An MTA bus driver stabbed a rider who flew into a rage and slugged him when the operator refused to let him off mid-stop Friday in Brooklyn, authorities and sources said.
Bus driver Ian Bascombe, 58, was behind the wheel of the B41 at Foster and Flatbush avenues in Kensington around 12:20 p.m. when a troubled “known recidivist” customer, Quentin Branch, 33, ordered him to stop because he’d boarded the wrong bus, according to cops and sources.
Bascombe tried to keep driving until he could find a safe spot to pull over – but Branch wasn’t having it, sources said.
The irate rider allegedly spat at Bascombe and then seethed, “I’m going to break your jaw” before slugging him in the left eye, sources said.
Bascombe allegedly pulled out a “sharp object” and stabbed Branch in the head and left leg, police said.
Both men were taken to the Kings County Hospital Center for treatment and arrested, cops said.
Branch of East Flatbush was charged with second- and third-degree assault and harassment, authorities said.
He is known as a “transit offender recidivist,” sources said, although information on his criminal history was not immediately available Friday.

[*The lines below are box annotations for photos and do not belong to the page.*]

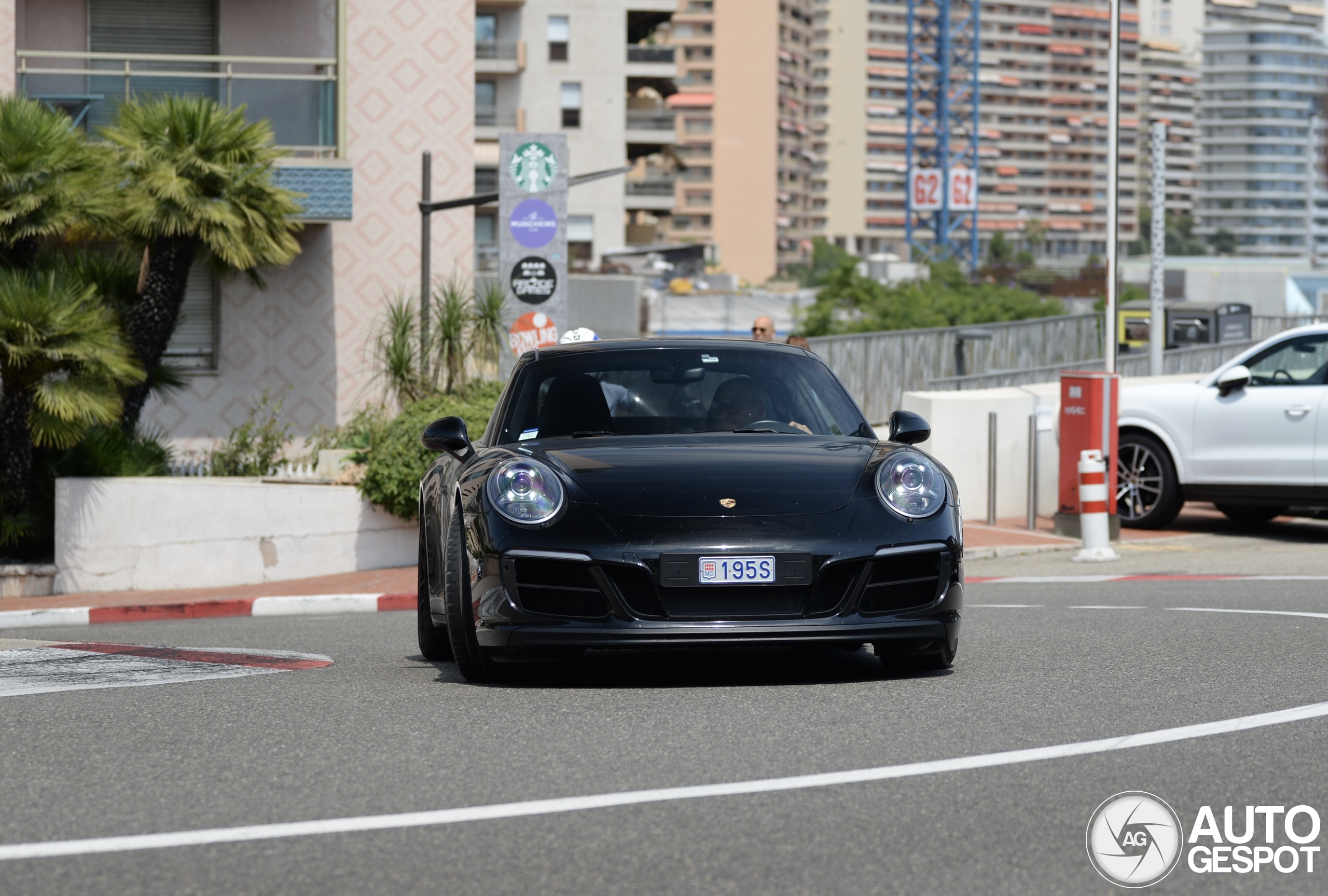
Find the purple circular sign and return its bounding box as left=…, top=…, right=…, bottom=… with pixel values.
left=507, top=199, right=558, bottom=248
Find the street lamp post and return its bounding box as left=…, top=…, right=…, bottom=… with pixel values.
left=1103, top=0, right=1121, bottom=373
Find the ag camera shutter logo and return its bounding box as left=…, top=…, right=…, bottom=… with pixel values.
left=1085, top=790, right=1185, bottom=889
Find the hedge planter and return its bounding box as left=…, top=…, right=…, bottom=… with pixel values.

Bascombe of Prospect Park South was also charged with assault in the second and third degrees, as well as criminal possession of a weapon, cops and sources said.
The operator has worked for the MTA for 20 years, the agency said.
“Violence on buses puts New Yorkers at risk and is not acceptable,” Frank Annicaro, NYC Transit’s senior vice president for buses, said in a statement. “Pending internal review, this Bus Operator is being withheld from service.”